As in Illinois, job growth tended to occur in smaller areas outside major cities, resembling Storey County, east of Reno, with a population of about 4,200.

“Fifteen years ago, this small county in rural Nevada was relatively unknown,” Scheetz said, adding that jobs and economic output have increased tenfold, with the variety of total jobs — including manufacturing — rising from fewer than 4,000 to almost 16,000 in those 15 years be years. The county also has plants producing constructing materials, industrial minerals and molded rubber, amongst others.

The Biden administration has focused on bringing more blue-collar jobs to small towns like Normal and Bloomington, said Jones, a professor on the University of Minnesota.

“A lot of the growth is due to that [President Joe] Biden's investments in manufacturing. “There was a deliberate strategy to focus on small towns to gain political advantage in places that tended to vote Republican,” Jones said.

When it got here to political advantages, the outcomes were mixed: Vice President Kamala Harris carried McLean CountyIllinois, on November fifth, but she lost Storey CountyNevada, with the biggest margin for a Democrat in 40 years.

Workers' wages

The decline of unions and the provision of cheaper labor abroad have led to declining wages in U.S. factories in recent a long time. Still, manufacturing jobs remain a sexy path for staff.

Manufacturing wages remain the identical ranks pretty high Among staff, wages averaged $34.42 an hour in October – lower than wages within the energy sector ($39.98) or construction ($38.72), but significantly higher than within the Hospitality ($22.23) or Retail ($24.76). That was also the case in 2019, leading many states and cities to search for more factory jobs to make up for the lower-paying service sector jobs that emerged as manufacturing declined.

But over the past yr, Republican leaders have pushed back on a burgeoning labor movement within the South that goals to present staff higher wages and higher advantages.

In Alabama, Republican Gov. Kay Ivey signed a brand new law in May that may withdraw state incentives from firms that voluntarily recognize unions. GOP leaders also in Georgia and Tennessee enacted laws They push against a resurgent labor movement and look at unions as a threat to the states' manufacturing economies.
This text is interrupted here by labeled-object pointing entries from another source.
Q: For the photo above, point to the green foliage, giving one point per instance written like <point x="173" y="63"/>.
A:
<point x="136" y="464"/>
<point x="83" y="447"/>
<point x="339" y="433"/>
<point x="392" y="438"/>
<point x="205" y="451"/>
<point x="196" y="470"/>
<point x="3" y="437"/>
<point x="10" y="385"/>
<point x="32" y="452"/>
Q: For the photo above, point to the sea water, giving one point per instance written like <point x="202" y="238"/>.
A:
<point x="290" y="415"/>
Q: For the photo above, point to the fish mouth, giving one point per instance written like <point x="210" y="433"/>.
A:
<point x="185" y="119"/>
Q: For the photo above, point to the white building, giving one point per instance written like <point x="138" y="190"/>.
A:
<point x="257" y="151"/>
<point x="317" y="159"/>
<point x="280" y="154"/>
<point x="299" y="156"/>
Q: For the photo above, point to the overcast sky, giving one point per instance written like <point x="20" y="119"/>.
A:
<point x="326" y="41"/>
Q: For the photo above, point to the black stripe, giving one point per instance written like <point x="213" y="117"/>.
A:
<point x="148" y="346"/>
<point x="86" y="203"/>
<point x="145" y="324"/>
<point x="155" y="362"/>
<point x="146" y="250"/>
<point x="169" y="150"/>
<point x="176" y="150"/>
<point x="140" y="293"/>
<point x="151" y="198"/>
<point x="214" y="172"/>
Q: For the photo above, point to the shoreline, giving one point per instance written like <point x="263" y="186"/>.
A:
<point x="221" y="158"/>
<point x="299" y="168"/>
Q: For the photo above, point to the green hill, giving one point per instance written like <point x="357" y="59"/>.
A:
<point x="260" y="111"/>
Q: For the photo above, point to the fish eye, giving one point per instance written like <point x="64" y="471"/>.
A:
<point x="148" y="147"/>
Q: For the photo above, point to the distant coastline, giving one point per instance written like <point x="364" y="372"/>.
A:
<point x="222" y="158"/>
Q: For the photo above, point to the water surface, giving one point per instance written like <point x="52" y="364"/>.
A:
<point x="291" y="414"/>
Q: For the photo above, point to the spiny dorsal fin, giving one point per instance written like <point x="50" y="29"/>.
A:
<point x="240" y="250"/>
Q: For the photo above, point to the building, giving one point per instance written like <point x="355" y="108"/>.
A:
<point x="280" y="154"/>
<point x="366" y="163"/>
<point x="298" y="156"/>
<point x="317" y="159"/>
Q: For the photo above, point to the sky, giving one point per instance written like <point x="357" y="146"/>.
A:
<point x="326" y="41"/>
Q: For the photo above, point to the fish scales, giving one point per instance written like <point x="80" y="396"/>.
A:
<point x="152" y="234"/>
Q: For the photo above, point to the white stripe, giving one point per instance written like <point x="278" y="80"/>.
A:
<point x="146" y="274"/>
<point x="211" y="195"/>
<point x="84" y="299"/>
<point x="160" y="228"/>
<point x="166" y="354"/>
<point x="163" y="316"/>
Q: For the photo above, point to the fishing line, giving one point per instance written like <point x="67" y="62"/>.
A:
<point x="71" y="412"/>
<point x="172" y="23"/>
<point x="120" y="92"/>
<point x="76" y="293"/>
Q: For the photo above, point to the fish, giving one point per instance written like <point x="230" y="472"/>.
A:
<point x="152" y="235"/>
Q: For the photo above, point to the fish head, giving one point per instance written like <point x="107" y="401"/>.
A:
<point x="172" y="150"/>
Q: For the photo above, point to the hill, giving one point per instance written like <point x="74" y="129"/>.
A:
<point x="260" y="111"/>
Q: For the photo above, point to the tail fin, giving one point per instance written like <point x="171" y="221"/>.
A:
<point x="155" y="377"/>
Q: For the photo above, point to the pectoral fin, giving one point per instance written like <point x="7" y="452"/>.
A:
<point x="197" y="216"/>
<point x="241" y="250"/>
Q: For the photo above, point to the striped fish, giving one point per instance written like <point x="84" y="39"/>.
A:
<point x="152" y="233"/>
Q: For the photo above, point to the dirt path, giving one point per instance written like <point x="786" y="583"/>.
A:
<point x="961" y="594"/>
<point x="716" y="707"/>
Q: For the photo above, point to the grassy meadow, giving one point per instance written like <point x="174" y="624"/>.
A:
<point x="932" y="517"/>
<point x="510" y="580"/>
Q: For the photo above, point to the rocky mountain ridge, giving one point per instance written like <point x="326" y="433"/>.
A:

Much of Alabama's manufacturing jobs have grown within the northern a part of the state, near Tennessee and Georgia. Since the beginning of the pandemic, Mazda Toyota Manufacturing has set a goal of hiring 4,000 staff in vehicle production and one other 2,000 at nearby parts factories, as other manufacturers have also ramped up hiring. Private investment in automobile production in Alabama totaled $7 billion throughout the same period, Stefania Jones, a spokeswoman for state Commerce Secretary Ellen McNair, said in a press release to Stateline.

Supply chain issues throughout the pandemic highlighted the advantages of U.S.-made goods, said McCartin, a professor at Georgetown University. However, without the support of unions, it’s unlikely that today's factory staff would give you the option to attain the middle-class lifestyle of previous generations, he said.

“It is unlikely that manufacturing growth itself will be a panacea for the problems of the American working class,” McCartin said.